3.8 Preparing Data for Fine-Tuning Foundation Models

1. Preparing Training Data:

Many publicly available datasets and prompt template libraries are used to train large language models (LLMs). These libraries provide templates for various tasks.
Once the instruction dataset is ready, divide it into:
Training dataset: Used to fine-tune the model.
Validation dataset: Used for evaluating the model during training.
Test dataset: Used for final performance evaluation.

During fine-tuning, you:
Select prompts from the training dataset.
Pass the prompts to the LLM to generate completions.
Compare the distribution of completions to the training label to calculate loss.
Use the loss to update the model’s weights.
After many batches of training, update the model to improve its performance on the task.
Evaluation:
Use the validation dataset for intermediate evaluations.
After fine-tuning, use the test dataset for final performance evaluation to get test accuracy.

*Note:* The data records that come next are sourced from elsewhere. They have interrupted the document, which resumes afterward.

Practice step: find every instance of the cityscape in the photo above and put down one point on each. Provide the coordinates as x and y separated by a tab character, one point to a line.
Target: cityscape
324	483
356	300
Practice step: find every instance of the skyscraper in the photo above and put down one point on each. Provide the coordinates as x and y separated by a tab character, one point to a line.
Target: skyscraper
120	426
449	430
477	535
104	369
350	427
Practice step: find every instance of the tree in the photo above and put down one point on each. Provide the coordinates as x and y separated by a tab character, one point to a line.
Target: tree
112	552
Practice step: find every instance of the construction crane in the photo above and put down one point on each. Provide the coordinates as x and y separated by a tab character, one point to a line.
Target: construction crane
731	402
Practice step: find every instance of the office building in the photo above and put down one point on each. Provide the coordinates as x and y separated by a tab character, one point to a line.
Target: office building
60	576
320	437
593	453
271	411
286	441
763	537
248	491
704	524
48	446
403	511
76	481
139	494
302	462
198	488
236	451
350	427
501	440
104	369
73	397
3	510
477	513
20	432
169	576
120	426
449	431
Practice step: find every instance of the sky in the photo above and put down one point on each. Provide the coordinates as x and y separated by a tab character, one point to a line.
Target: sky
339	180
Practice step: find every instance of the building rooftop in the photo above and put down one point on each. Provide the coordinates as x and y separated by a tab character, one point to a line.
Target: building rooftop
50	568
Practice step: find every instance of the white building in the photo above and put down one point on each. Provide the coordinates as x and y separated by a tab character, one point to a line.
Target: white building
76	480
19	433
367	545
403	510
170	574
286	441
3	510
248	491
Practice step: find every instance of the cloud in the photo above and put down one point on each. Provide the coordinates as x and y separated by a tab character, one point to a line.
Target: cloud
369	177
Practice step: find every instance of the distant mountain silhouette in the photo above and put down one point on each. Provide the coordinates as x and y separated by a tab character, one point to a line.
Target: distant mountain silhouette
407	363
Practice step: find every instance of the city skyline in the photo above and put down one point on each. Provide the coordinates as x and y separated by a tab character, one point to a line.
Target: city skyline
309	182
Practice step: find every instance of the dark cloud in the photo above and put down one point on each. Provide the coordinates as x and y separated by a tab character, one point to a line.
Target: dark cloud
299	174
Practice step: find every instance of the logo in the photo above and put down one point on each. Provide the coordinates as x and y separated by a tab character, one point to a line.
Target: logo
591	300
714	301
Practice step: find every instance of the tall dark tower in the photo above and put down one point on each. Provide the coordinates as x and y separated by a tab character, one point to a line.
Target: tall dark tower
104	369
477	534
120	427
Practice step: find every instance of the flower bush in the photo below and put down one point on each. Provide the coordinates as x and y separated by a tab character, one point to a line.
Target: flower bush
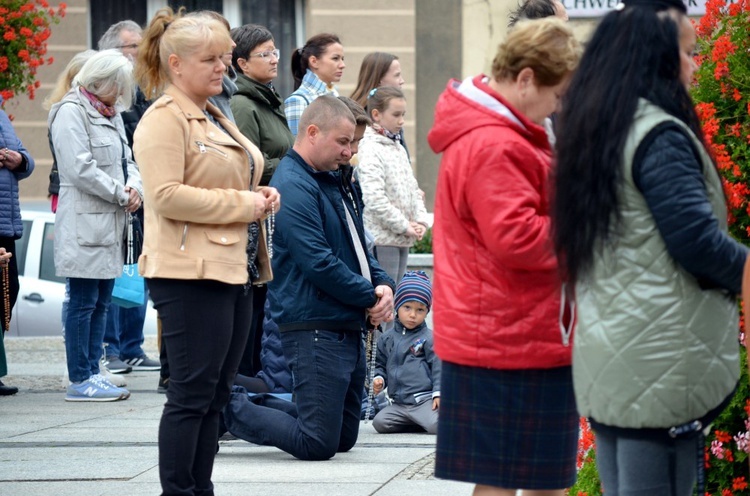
25	28
722	94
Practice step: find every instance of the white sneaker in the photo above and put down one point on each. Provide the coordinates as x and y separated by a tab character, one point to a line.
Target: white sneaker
116	380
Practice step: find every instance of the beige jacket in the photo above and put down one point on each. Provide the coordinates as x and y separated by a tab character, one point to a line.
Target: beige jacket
198	193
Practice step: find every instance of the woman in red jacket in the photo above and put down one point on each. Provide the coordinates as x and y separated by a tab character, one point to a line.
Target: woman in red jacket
508	418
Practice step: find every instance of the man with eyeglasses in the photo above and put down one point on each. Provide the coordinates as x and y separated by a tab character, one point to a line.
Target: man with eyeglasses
124	330
259	113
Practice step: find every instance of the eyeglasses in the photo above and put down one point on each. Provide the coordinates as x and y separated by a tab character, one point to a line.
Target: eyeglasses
267	54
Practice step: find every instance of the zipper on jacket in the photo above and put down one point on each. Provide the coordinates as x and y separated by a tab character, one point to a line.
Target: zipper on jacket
566	331
184	238
204	149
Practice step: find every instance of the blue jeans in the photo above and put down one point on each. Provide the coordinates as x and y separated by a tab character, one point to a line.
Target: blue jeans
328	371
84	325
204	330
124	331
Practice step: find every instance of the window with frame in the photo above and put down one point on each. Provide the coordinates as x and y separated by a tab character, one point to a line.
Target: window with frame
22	246
104	14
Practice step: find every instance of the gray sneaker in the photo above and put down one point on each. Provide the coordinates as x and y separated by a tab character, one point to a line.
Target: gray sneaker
142	362
117	366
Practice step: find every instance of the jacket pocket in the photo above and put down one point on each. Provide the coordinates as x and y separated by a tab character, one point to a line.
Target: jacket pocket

Data preparation involves collecting, pre-processing, and organizing raw data for model use.
Low-code data preparation: Use Amazon SageMaker Canvas to define data flows with minimal coding.
Scalable data preparation: Use open-source frameworks like Apache Spark, Apache Hive, or Presto, integrated with Amazon SageMaker Studio Classic and Amazon EMR.
Serverless data preparation: Use AWS Glue for serverless, Apache Spark-based data transformation.
SQL data preparation: Use Jupyter Lab in SageMaker Studio for SQL-based data processing.
Feature discovery: Use Amazon SageMaker Feature Store to manage feature data in a centralized repository.
Bias detection: Use Amazon SageMaker Clarify to detect biases like gender, race, or age imbalances in your data.
Data labeling: Use SageMaker Ground Truth to manage data labeling workflows for training datasets.

Non-deterministic output: Generative AI models produce varied outputs, making it hard to validate.
To improve models, use metrics, benchmarks, and datasets to evaluate model capabilities and ensure safe outputs.
Continuous pre-training helps models accumulate broader knowledge and improve performance over time.
In Amazon Bedrock, you can pre-train models like Amazon Titan Text Express and Amazon Titan Text Lite using unlabeled data in a secure environment.